The client articulates that she has been having frequent arguments with her partner because she drinks execessively. She describes herself as a social drinker who consumes between 3 and 6 bottles in each of her 2-3 drinking sessions a week. She started drinking when she was 13 in the company of her cousin and older school friends. In her junior and senior years, she became a lesbian. She and her partner Angie moved together in an apartment. Later, they decreased their drinking habits as a result of finances and interests in their careers. However, as they became involved with older lesbians, they increased both their frequency and quantity of drinking.
The client is eloquent about her ideas but does not seem to understand some of the things she says. She forgets quickly and sometimes has to contradict her own views. She does not maintain eye contact, especially when talking about lesbian relationship. She deploys a very shy and anxious demeanor when discussing her alcohol intake.

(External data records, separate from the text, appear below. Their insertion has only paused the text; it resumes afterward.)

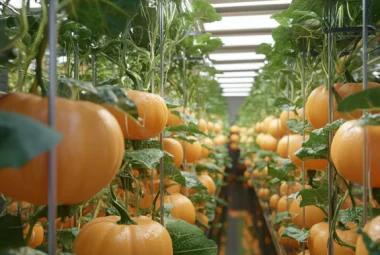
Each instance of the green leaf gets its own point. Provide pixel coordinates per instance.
(118, 97)
(188, 239)
(317, 197)
(363, 100)
(174, 174)
(211, 167)
(173, 103)
(317, 146)
(299, 235)
(298, 126)
(145, 158)
(22, 139)
(284, 104)
(67, 237)
(260, 165)
(105, 16)
(280, 216)
(205, 12)
(11, 232)
(22, 251)
(192, 181)
(190, 129)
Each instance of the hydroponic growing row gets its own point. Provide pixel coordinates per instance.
(312, 151)
(134, 156)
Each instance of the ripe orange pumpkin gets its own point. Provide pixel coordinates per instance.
(108, 235)
(317, 241)
(313, 214)
(152, 112)
(37, 236)
(174, 120)
(88, 156)
(316, 108)
(182, 207)
(174, 147)
(295, 143)
(208, 182)
(373, 231)
(347, 152)
(193, 150)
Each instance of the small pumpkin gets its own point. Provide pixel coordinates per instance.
(88, 156)
(123, 235)
(152, 112)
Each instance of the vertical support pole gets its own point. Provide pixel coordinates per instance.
(304, 171)
(185, 101)
(52, 211)
(365, 85)
(331, 119)
(161, 27)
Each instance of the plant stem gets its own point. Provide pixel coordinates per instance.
(125, 219)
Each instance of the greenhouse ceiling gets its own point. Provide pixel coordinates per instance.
(244, 26)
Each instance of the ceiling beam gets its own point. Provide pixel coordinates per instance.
(251, 10)
(241, 32)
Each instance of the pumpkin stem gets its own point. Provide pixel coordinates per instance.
(125, 219)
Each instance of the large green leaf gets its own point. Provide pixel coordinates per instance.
(145, 158)
(103, 16)
(22, 139)
(11, 232)
(188, 239)
(317, 146)
(299, 235)
(363, 100)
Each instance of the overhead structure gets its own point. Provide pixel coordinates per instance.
(244, 26)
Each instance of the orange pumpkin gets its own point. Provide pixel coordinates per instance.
(108, 235)
(182, 207)
(174, 147)
(152, 113)
(88, 156)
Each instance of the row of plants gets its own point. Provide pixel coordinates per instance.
(110, 160)
(291, 133)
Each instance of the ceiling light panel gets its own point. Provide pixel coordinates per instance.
(235, 80)
(246, 40)
(239, 85)
(236, 74)
(242, 22)
(237, 56)
(256, 3)
(230, 90)
(236, 94)
(232, 67)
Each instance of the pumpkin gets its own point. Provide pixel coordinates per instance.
(123, 235)
(347, 152)
(88, 156)
(174, 147)
(316, 107)
(152, 113)
(182, 207)
(174, 120)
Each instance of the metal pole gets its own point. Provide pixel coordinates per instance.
(303, 136)
(52, 210)
(365, 84)
(331, 119)
(161, 26)
(185, 102)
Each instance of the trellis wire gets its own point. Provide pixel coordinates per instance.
(365, 83)
(161, 27)
(185, 102)
(52, 185)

Her voice rises when she starts to talk about her history of alcoholism. The client becomes restless when speaking about the nature of her relationship with her partner. Her body posture is that of a person who does not care about how she is dressed. She lacks decency in her sitting position and does not care.
Assessment of Progress
The client is experiencing a generalized anxiety disorder (GAD) based on assessment using the DSM-5. In specific, she has an excessive anxiety and worries about a variety of issues including her relationship and alcoholism. Additionally, her worrying is challenging to control. Moreover, both the anxiety and the worry are accompanied by restlessness and impaired feeling which make the client feel as though her mind goes blank. Using the Generalized Anxiety Disorder 7-item (GAD-7) scale, the client fits most of the criteria as she is anxious and not able to control her worries (Cuijpers et al., 2014). Additionally, she becomes easily irritable with questions about her alcohol history.

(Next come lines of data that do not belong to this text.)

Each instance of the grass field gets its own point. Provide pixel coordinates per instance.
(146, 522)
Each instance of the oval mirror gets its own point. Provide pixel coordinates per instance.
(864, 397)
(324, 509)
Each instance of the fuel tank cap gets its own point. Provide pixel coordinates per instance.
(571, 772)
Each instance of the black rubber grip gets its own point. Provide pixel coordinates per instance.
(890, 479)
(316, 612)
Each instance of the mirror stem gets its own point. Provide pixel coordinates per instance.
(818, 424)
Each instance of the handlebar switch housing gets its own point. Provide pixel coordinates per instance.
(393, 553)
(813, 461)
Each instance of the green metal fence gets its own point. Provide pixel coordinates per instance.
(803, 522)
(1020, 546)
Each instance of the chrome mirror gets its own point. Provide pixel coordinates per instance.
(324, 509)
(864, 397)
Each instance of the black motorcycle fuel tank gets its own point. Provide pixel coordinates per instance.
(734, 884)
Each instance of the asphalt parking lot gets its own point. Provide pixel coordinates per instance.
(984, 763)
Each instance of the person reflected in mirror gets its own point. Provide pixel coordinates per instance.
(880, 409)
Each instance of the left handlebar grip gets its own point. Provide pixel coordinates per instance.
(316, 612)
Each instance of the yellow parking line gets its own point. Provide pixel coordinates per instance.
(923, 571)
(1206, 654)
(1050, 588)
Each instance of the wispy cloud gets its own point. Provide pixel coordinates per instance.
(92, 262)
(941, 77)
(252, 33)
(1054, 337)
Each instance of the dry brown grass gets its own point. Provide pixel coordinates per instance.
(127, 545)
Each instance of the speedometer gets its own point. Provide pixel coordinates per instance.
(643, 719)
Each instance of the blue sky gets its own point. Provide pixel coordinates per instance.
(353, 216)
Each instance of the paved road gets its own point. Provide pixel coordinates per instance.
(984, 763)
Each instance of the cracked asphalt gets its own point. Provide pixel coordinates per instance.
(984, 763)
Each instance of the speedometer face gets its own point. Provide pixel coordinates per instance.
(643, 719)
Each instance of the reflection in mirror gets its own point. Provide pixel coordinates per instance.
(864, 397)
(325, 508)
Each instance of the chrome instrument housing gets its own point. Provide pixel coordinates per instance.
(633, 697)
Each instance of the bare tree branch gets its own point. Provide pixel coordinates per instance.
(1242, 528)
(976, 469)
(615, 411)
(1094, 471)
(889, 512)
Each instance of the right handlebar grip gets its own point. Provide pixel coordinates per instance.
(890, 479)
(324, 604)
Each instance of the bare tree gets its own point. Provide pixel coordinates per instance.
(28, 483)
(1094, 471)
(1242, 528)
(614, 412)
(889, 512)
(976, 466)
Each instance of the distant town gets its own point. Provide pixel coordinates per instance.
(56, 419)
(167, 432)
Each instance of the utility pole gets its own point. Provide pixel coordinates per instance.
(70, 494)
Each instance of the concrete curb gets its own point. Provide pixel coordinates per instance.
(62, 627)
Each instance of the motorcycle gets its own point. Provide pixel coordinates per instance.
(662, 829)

Plans for the Next Session
Short Term Goals
Some of the short-term goals which will be accomplished are to reduce the overall frequency as well as the intensity and duration of anxiety so that the client's daily activities are not impaired. In the short term, the focus will be on the development of trust with the client and provide her with support and empathy so that she can feel safe expressing her GAD symptoms.
Long Term Goals
The long term goals will ensure the client is taught about calming relaxation skills such as progressive muscle relaxation, mindful breathing, and applied relaxation. The second goal will be to assign the client homework for her to practice relaxation exercises daily. The client will also be assisted in analyzing her worries and removing any potential biases such as those to do with the worst possible outcomes.
During clinical supervision for their first new clients, new counselors experience various challenges related to the gaps in knowledge between clients, and lack of proper counseling skills. In specific, different clients have different levels of education and knowledge which makes it harder for new counselors to understand their problems (Borders, 2014). Moreover, lack of practical skills makes it hard for new counselors to accurately read the verbal and non-verbal actions of clients. As such, clinical supervisors have the role to support the new counselors by assisting them develop practical skills which make them more competent and hence provide better counseling services. Lastly, they should support them with various ways in which they can read their clients and the most effective way to apply theory in supervising clients.
Borders, L. D. (2014). Best practices in clinical supervision: Another step in delineating effective supervision practice. American Journal of Psychotherapy, 68(2), 151-162.
Cuijpers, P., Sijbrandij, M., Koole, S., Huibers, M., Berking, M., & Andersson, G. (2014). Psychological treatment of generalized anxiety disorder: a meta-analysis. Clinical psychology review, 34(2), 130-140.